The Organic Act specifically states that "the legislative power of Guam shall extend to all rightful subjects of the Legislature not inconsistent with the laws of the United States applicable to Guam." Trapp added, "A local law allowing you to possess or deliver marijuana is clearly a law inconsistent with the laws of the United States, Chapter 13 Title 21 of the federal code says Guam can't do it."

Barnes, however, believes it's all a matter of interpretation and says other states have legalized marijuana for medicinal use. "I can respect that if you have five or ten different attorneys in the room you're going to get ten different interpretations - again, that could be a matter of interpretation but I truly believe that based on the guidance that was given to us through the Organic Act that we are within are realm to introduce legislation to move forward," he said.

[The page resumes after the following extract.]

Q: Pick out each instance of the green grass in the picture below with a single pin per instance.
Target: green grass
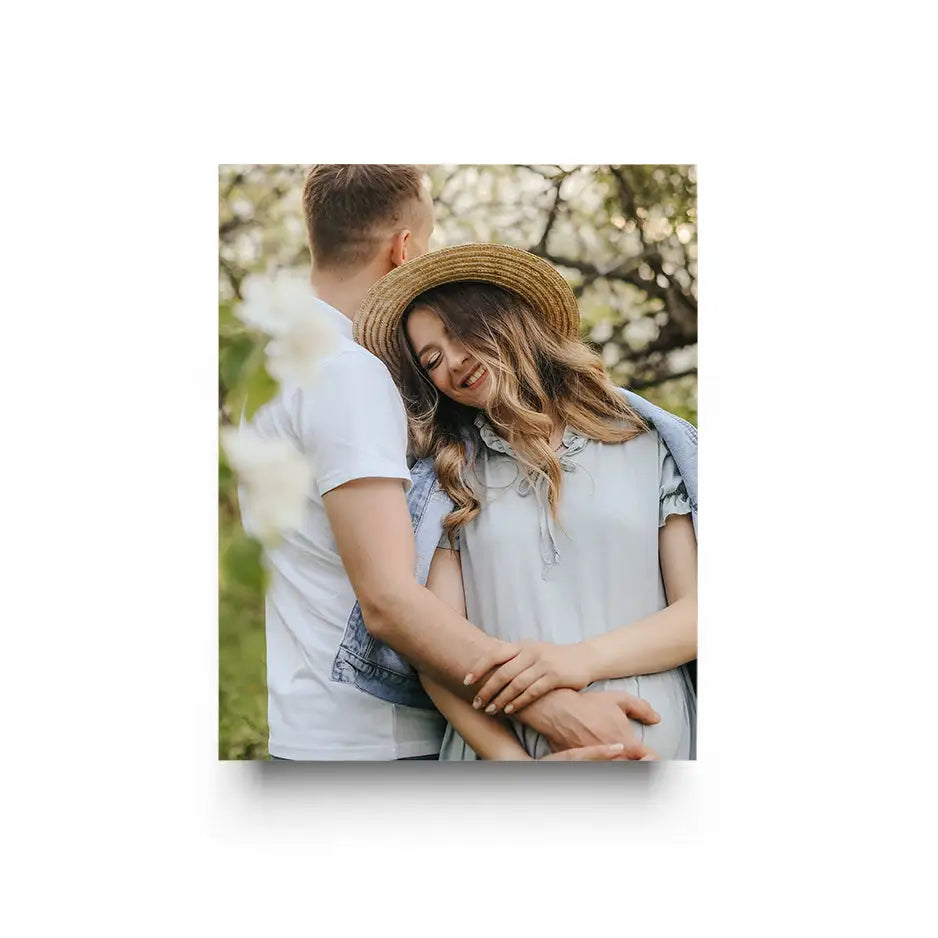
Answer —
(242, 689)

But Trapp argues, "It's not an opinion. It's the Organic Act. All you have to do is know how to read. You don't have to be some expert attorney to know how to read.

"The difference is California has its own constitution and there's nothing that prevents them from doing anything they want with drugs one way or the other."

The local attorney says if the Guam Legislature chooses to ignore him and proceed with passing the measure and it is signed into law, "It's not worth the paper it's written on. it will not be a law because it's inconsistent.  It will be a dead letter."  He doesn't believe any medical practitioner would write prescriptions for medical marijuana either, even if the bill were to become law, especially if there are questions lingering about its applicability to Guam.

Trapp concluded, "Nobody can say that the federal laws are not applicable to Guam because they say so.  So forget about it, we're wasting our time. Stop having hearings. Take the bill, tear it up and go do something else. "

Senator Barnes meanwhile says she is working with the committee to make amendments to the measure following the two previous public hearings on the bill.